We left soon after that with both girls. The two youngest siblings went to a home together and that valiant 7 year old went to a home alone. The girls didn’t fully grasp what was going on. We took them home briefly because we had a small group meeting that same night. I’ll never forget the reaction of the oldest upon entering our home. She was happy that they had a room together and their very own bathroom that they didn’t have to share with anyone. She was wide-eyed in approval. That made me sad because we had a 1,600 square foot home. It was nice but it wasn’t the mansion she seemed to think it was. I also remember asking her how to correctly say her sister’s name. It figured that none of the adults they had met that day, until me, cared to be pronouncing her name correctly. That made me mad. If you can yank them out of their school and hand them over to live with complete strangers, the least you can do is know how to say their names. But, that is the foster care system.

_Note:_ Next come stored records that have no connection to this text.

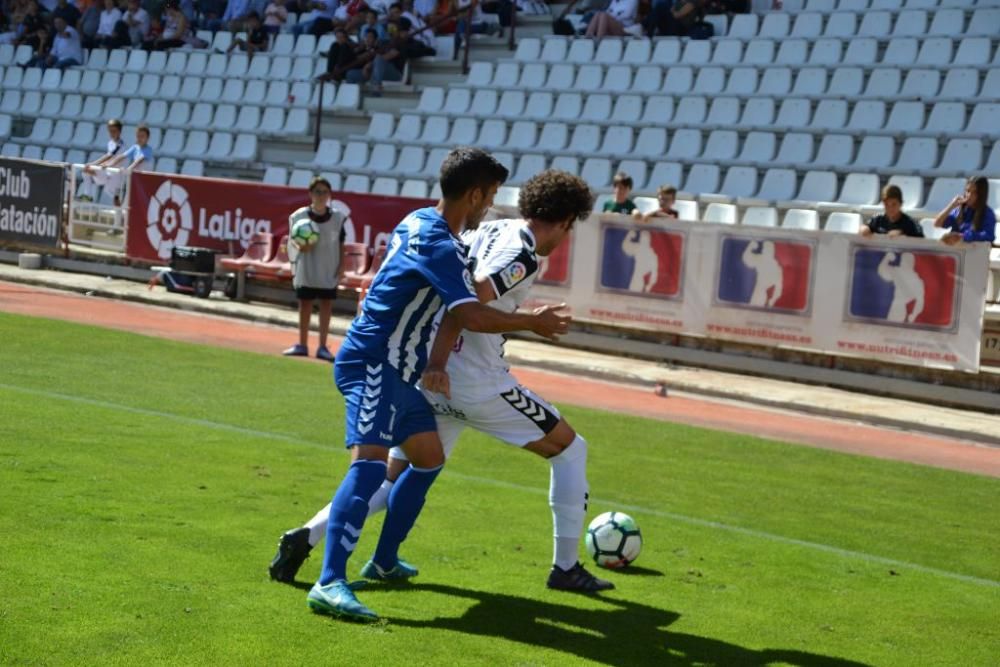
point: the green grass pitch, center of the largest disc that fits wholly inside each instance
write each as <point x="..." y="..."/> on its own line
<point x="144" y="484"/>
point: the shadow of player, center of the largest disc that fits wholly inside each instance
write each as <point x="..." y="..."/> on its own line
<point x="624" y="634"/>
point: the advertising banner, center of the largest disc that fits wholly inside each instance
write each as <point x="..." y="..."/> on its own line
<point x="167" y="210"/>
<point x="31" y="199"/>
<point x="911" y="301"/>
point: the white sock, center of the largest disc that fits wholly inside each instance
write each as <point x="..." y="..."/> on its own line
<point x="317" y="525"/>
<point x="568" y="499"/>
<point x="380" y="500"/>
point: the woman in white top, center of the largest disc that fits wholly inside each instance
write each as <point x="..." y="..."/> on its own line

After the stop at the house, the four of us went to our small group meeting. After small group we went to WalMart to buy basically everything they needed to get through the first few days, clothes, toothbrushes, hairbrush, etc. We then launched into life together.
There is much I won’t say about the rest of the story. I do, however, want to tell you more. In the coming post or two I will try to hit some high spots. I want to tell you about the parts that you don’t hear much of from anyone. Those will be the hardest for me to share. May the force be with me.